La mise en débat public
Voici vingt ans éclatait la crise de la vache folle. Elle était suivie peu après par une réplique, puis par les épisodes de fièvre aphteuse porcine et de grippe aviaire, de listériose, d’intoxication aux graines germées et autres concombres, par le scandale autour des fameuses «lasagnes de cheval», enfin par l’étude récente de l’OMS mettant en évidence les liens entre consommation de viande et cancer. Vingt ans de crises à répétition et l’émergence de pathologies nouvelles – maladies à prions, grippe aviaire – touchant l’animal et susceptible de se transmettre à l’homme. Un contexte d’anxiété et de tension, avec des fronts qui se durcissent, la montée de mouvements «anti», faisant de l’alimentation «un nouveau champ de bataille».
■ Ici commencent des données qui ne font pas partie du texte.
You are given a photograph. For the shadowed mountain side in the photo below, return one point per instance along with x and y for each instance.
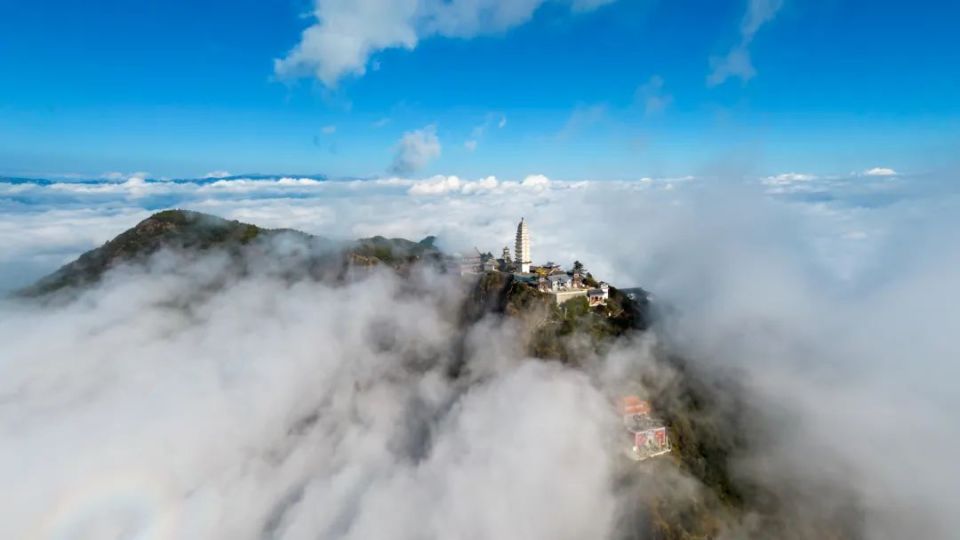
(191, 233)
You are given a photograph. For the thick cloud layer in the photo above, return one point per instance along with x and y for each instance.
(154, 409)
(296, 409)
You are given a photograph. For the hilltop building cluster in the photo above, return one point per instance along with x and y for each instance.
(549, 277)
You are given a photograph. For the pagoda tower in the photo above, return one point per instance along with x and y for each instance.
(522, 250)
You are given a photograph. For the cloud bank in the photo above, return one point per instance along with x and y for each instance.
(346, 34)
(828, 298)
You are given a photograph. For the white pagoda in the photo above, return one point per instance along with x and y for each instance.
(522, 250)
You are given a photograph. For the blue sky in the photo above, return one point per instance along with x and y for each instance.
(578, 89)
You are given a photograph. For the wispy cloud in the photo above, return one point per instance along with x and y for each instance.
(415, 150)
(880, 171)
(737, 62)
(652, 97)
(581, 118)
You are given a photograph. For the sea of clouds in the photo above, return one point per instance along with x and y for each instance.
(278, 410)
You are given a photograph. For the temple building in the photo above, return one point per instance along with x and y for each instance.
(522, 250)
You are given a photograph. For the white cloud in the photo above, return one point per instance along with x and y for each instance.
(788, 178)
(346, 33)
(415, 150)
(737, 62)
(880, 171)
(652, 96)
(581, 118)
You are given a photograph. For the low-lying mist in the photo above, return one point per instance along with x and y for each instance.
(185, 400)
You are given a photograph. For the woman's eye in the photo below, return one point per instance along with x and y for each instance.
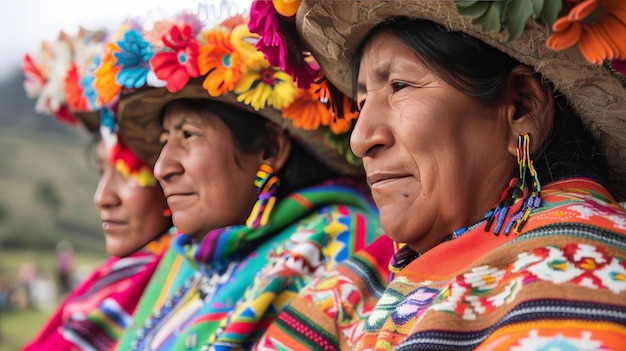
(397, 86)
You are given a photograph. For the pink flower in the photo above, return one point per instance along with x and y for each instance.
(176, 67)
(280, 44)
(619, 65)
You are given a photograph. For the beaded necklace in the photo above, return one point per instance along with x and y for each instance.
(206, 283)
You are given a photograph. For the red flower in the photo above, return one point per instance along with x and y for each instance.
(176, 67)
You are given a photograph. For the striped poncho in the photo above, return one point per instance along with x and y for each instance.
(328, 314)
(223, 291)
(559, 285)
(94, 314)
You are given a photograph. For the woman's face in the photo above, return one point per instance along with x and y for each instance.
(131, 215)
(208, 181)
(436, 160)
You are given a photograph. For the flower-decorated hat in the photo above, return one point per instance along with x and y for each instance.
(578, 45)
(60, 80)
(183, 57)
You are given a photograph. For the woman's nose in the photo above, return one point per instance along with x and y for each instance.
(167, 165)
(370, 132)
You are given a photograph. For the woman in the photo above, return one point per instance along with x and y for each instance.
(256, 171)
(135, 221)
(494, 150)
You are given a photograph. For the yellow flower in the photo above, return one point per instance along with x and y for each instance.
(222, 63)
(262, 85)
(287, 8)
(307, 112)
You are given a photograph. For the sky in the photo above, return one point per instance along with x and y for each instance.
(25, 23)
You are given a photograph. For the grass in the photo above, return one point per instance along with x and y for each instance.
(18, 326)
(30, 230)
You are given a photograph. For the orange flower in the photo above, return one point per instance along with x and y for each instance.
(599, 27)
(343, 124)
(222, 63)
(104, 82)
(307, 112)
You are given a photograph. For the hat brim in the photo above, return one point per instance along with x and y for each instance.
(89, 119)
(335, 29)
(138, 117)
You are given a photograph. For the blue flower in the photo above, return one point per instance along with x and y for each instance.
(86, 82)
(133, 58)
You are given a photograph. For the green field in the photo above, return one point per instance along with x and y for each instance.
(30, 227)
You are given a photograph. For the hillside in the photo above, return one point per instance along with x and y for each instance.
(47, 179)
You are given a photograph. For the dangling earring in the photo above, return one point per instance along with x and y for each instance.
(525, 186)
(267, 183)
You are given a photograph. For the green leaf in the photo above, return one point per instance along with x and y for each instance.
(550, 12)
(492, 20)
(472, 9)
(517, 13)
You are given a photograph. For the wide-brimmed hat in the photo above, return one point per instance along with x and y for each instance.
(587, 73)
(59, 77)
(142, 69)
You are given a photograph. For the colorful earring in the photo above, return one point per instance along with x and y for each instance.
(267, 183)
(525, 186)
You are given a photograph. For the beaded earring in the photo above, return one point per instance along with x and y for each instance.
(267, 183)
(525, 186)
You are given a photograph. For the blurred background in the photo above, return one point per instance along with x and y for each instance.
(48, 221)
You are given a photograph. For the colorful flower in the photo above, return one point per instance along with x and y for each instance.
(179, 65)
(222, 63)
(73, 90)
(598, 26)
(262, 85)
(280, 43)
(342, 113)
(86, 83)
(619, 65)
(133, 58)
(129, 165)
(104, 82)
(307, 112)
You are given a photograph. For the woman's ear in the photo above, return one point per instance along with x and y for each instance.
(533, 107)
(277, 147)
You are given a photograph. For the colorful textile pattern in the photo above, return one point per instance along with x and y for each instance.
(226, 289)
(94, 315)
(560, 284)
(329, 313)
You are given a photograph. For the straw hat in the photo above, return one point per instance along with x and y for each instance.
(142, 69)
(52, 77)
(334, 30)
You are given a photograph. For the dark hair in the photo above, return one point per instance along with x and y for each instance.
(480, 71)
(301, 169)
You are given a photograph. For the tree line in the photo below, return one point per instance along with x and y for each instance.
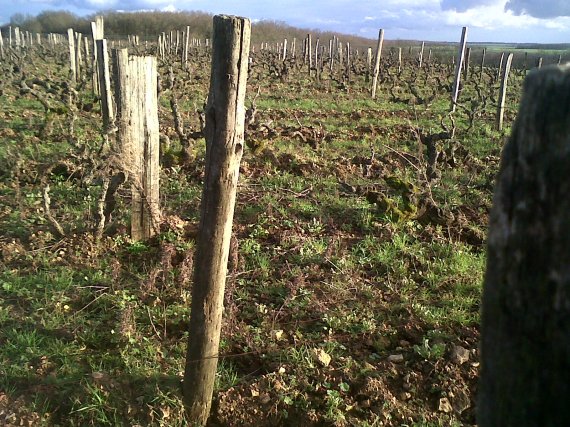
(149, 24)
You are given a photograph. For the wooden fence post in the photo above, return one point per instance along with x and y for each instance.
(1, 45)
(503, 92)
(500, 69)
(482, 63)
(377, 62)
(71, 41)
(525, 345)
(137, 105)
(224, 132)
(458, 66)
(309, 53)
(104, 84)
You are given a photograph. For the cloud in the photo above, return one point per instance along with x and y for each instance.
(539, 8)
(464, 5)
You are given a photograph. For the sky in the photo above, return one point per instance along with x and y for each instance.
(538, 21)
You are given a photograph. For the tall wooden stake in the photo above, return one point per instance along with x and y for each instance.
(104, 83)
(503, 92)
(377, 62)
(458, 67)
(224, 132)
(72, 67)
(525, 344)
(137, 104)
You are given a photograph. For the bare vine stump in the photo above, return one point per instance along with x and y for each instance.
(525, 345)
(224, 133)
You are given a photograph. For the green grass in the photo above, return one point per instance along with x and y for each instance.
(95, 332)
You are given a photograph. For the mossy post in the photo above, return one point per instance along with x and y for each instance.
(377, 62)
(483, 54)
(224, 134)
(137, 112)
(71, 43)
(503, 92)
(104, 84)
(525, 344)
(458, 67)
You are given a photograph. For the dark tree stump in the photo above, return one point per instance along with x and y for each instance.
(525, 376)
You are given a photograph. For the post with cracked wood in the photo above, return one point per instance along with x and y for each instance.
(137, 112)
(503, 92)
(72, 67)
(458, 68)
(377, 62)
(525, 344)
(224, 133)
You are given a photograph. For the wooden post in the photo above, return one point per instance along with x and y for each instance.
(71, 41)
(467, 59)
(377, 62)
(1, 45)
(500, 70)
(105, 84)
(137, 105)
(525, 344)
(309, 53)
(186, 45)
(293, 47)
(224, 132)
(503, 92)
(331, 56)
(78, 57)
(482, 63)
(458, 65)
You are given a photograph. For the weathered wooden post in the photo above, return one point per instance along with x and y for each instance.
(525, 344)
(104, 84)
(97, 33)
(224, 132)
(293, 47)
(368, 64)
(137, 105)
(500, 70)
(186, 45)
(467, 60)
(458, 65)
(377, 62)
(503, 92)
(482, 63)
(72, 66)
(78, 57)
(309, 53)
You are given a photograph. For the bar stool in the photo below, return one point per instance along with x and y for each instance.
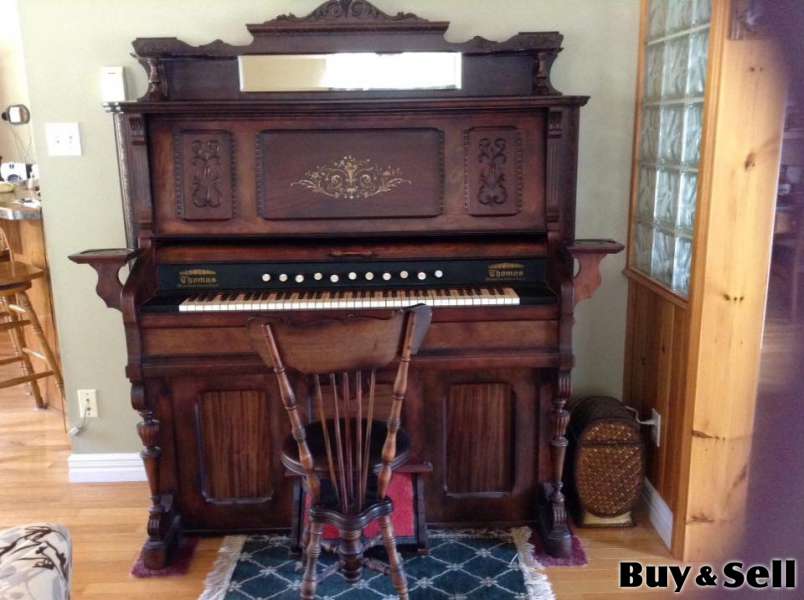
(348, 480)
(17, 312)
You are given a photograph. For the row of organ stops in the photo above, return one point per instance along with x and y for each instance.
(351, 276)
(347, 299)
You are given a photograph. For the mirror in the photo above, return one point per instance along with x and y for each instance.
(16, 114)
(356, 71)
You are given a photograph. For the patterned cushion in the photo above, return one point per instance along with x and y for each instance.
(35, 562)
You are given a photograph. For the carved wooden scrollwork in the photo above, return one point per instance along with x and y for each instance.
(350, 178)
(493, 171)
(346, 10)
(205, 175)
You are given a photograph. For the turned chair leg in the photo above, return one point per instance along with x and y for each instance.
(311, 554)
(395, 562)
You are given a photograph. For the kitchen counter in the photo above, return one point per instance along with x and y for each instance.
(15, 207)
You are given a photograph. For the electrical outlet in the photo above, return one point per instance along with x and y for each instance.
(656, 430)
(88, 404)
(63, 139)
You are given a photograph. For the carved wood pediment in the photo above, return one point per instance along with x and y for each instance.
(349, 26)
(341, 13)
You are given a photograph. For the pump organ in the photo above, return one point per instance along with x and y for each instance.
(238, 203)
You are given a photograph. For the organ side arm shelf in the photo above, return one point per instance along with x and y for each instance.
(239, 200)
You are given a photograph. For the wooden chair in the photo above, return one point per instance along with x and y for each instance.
(347, 480)
(17, 312)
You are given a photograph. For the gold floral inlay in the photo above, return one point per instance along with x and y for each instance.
(350, 178)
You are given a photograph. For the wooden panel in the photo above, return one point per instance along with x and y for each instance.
(235, 448)
(221, 443)
(493, 171)
(479, 439)
(503, 439)
(368, 174)
(654, 378)
(205, 185)
(428, 148)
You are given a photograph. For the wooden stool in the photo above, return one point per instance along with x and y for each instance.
(348, 480)
(16, 312)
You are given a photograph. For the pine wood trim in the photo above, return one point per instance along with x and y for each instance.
(721, 17)
(640, 92)
(744, 110)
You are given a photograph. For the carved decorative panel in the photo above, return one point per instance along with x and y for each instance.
(480, 439)
(370, 173)
(493, 171)
(235, 446)
(205, 175)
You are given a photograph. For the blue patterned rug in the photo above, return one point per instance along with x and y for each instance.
(462, 565)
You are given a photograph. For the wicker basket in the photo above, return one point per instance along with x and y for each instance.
(606, 462)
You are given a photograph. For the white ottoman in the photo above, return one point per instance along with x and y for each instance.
(35, 562)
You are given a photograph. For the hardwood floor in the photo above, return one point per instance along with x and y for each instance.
(107, 521)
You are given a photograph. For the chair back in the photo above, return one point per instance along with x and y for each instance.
(346, 353)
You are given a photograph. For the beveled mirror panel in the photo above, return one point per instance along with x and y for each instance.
(363, 71)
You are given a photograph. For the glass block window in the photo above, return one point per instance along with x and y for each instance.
(676, 50)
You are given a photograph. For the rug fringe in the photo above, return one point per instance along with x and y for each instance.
(536, 581)
(217, 582)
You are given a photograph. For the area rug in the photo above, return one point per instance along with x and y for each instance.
(462, 565)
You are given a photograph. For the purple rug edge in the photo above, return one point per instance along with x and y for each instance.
(187, 545)
(180, 564)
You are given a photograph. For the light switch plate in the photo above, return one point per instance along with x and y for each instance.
(63, 139)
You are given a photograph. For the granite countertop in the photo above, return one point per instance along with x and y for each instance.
(13, 206)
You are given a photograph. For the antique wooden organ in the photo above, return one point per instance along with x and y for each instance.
(242, 202)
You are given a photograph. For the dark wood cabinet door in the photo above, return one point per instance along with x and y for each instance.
(228, 435)
(482, 437)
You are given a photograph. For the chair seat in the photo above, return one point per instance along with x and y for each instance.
(17, 274)
(315, 441)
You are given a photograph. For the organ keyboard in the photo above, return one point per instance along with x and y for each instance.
(366, 285)
(354, 299)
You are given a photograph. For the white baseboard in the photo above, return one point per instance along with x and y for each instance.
(106, 468)
(661, 517)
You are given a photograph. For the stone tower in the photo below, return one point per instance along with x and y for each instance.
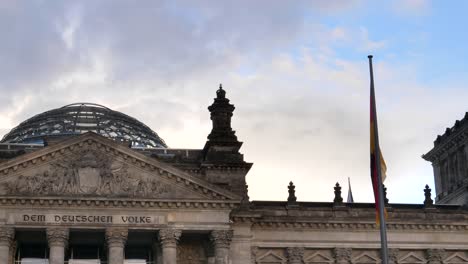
(450, 164)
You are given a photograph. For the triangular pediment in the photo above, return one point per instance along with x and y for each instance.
(411, 258)
(318, 258)
(93, 166)
(271, 257)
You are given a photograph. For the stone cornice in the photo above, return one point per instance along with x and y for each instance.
(221, 238)
(119, 203)
(7, 235)
(169, 237)
(447, 145)
(116, 237)
(93, 140)
(360, 226)
(57, 236)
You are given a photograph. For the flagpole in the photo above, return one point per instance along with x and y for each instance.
(383, 226)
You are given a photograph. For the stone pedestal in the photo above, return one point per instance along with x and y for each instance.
(7, 234)
(58, 241)
(169, 239)
(116, 239)
(295, 255)
(221, 240)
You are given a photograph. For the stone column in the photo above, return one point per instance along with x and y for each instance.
(393, 255)
(435, 256)
(169, 239)
(116, 239)
(7, 234)
(295, 255)
(57, 238)
(342, 255)
(221, 240)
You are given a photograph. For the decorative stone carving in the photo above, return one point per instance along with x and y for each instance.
(87, 172)
(342, 255)
(169, 237)
(57, 236)
(221, 238)
(7, 234)
(295, 255)
(393, 255)
(116, 237)
(253, 255)
(191, 253)
(435, 256)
C’est là l’un des termes forts utilisés dans l’étude «Inquiétudes» 2016, menée entre 2009 et 2016 sous la direction du sociologue Jean-Pierre Poulain, et qui analyse les inquiétudes croissantes des consommateurs et dresse une cartographie du niveau de confiance dans les aliments selon les catégories socio-professionnelles, le lieu, l’âge et le sexe, entre autres. Mis en cause fortement: le modèle de production agricole et le recours à la chimie et aux biotechnologies, l’industrialisation et l’ajout d’additifs et conservateurs, les filières de l’élevage.
Les peurs liées à notre nourriture ont pourtant toujours existé, seules la nature du questionnement et son intensité varient. Désormais la catégorie floue du «produit industriel» (plat cuisiné, aliment transformé, etc.), est celle qui suscite la plus forte anxiété. L’étude entend démonter la dynamique des crises à répétition et proposer des pistes pour retrouver la confiance. Entre les extrêmes, il y a un espace pour l’explication, le dialogue, la mise en débat public.